Abundant analytical solutions for width-Burger equation: M-shaped, multiwave, breathers and their interactions
Syed T. R. Rizvi, Ibtisam Aldawish, Nimra, Sarfaraz Ahmed, Ibtehal Alazman, Aly R. Seadawy
Abstract
In order to better understand nonlinear wave dynamics, we systematically investigate a wide variety of exact solutions for the modified equal width-Burgers equation (mEWBE), revealing new wave patterns. Lump (L), lump with one kink $(L_{1}K)$ , lump with two kinks $(L_{2}K)$ , multiwave (MW), rogue wave (RW), periodic wave (PW), periodic cross-lump wave (PCLW), periodic cross-kink wave (PCKW), interaction between lump, periodic, and kink waves (LPKW), and breather lump wave (BLW) are among the systematic solutions that we obtain by using the appropriate transformation method.
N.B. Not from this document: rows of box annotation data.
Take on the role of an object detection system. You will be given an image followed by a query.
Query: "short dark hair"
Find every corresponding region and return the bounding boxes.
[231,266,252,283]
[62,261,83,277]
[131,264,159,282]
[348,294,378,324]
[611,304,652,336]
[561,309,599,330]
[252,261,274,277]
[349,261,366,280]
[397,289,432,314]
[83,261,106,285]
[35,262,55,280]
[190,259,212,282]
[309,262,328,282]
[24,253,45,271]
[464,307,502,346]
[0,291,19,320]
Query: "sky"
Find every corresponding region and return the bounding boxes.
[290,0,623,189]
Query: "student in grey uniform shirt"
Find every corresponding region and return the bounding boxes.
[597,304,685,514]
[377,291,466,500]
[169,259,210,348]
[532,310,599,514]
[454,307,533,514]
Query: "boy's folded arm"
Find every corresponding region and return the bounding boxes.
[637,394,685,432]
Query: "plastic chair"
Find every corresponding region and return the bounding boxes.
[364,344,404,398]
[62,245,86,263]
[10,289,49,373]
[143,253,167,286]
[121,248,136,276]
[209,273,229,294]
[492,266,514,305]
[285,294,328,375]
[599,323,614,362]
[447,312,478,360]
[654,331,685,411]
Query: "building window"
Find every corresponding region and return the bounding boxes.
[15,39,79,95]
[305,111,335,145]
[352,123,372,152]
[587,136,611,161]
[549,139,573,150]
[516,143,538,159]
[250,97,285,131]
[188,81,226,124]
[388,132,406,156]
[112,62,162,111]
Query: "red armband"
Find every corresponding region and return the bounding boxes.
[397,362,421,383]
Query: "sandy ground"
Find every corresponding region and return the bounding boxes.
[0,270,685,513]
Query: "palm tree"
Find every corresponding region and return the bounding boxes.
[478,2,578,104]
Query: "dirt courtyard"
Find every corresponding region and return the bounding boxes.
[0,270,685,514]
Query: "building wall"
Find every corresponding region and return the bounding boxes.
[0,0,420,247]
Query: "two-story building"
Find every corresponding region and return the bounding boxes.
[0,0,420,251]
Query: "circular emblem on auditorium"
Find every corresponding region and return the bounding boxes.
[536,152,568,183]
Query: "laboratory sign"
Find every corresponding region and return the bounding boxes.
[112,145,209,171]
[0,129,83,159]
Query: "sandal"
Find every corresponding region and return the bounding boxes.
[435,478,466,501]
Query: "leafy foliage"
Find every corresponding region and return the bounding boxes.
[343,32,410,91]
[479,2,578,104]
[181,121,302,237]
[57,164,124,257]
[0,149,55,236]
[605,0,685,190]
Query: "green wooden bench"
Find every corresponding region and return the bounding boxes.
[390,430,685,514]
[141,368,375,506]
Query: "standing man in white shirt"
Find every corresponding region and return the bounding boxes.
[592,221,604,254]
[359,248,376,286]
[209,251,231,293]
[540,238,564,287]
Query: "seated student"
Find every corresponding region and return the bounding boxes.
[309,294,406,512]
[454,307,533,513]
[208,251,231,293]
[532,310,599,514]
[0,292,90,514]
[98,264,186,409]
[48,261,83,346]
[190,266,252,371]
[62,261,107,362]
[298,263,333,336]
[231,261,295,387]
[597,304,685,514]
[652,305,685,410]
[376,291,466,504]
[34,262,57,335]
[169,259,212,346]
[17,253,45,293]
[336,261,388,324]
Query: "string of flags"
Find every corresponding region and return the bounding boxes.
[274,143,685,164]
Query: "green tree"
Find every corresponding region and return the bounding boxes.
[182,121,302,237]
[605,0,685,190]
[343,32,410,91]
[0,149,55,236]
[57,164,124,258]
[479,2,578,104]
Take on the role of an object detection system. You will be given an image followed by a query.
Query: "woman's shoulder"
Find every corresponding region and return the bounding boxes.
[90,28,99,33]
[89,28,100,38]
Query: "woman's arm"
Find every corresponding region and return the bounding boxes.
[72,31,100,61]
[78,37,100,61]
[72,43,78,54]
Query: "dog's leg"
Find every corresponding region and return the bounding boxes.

The M-shaped rational solution (MSRS), M-shaped rational solution with one kink $(MSR_{1}K)$ , M-shaped rational solution with two kinks $(MSR_{2}K)$ , periodic cross-rational solution (PCRS), kink-cross rational solution (KCRS), M-shaped rational solution with periodic and kink components (MSRPK), and M-shaped rational solution with rogue and kink features (MSRRK) are among the other novel rational solutions that we thoroughly examine. These results offer novel perspectives on intricate wave interactions in nonlinear systems. We further provide a deeper understanding of the propagation and interaction of effective wave structures in the WBE framework by presenting graphical visuals in many dimensions that highlight the complex characteristics of the found solutions. These results can be used practically to comprehend complicated wave behaviors in real-world systems, including shock waves, ocean waves, and multi-wave systems in engineering.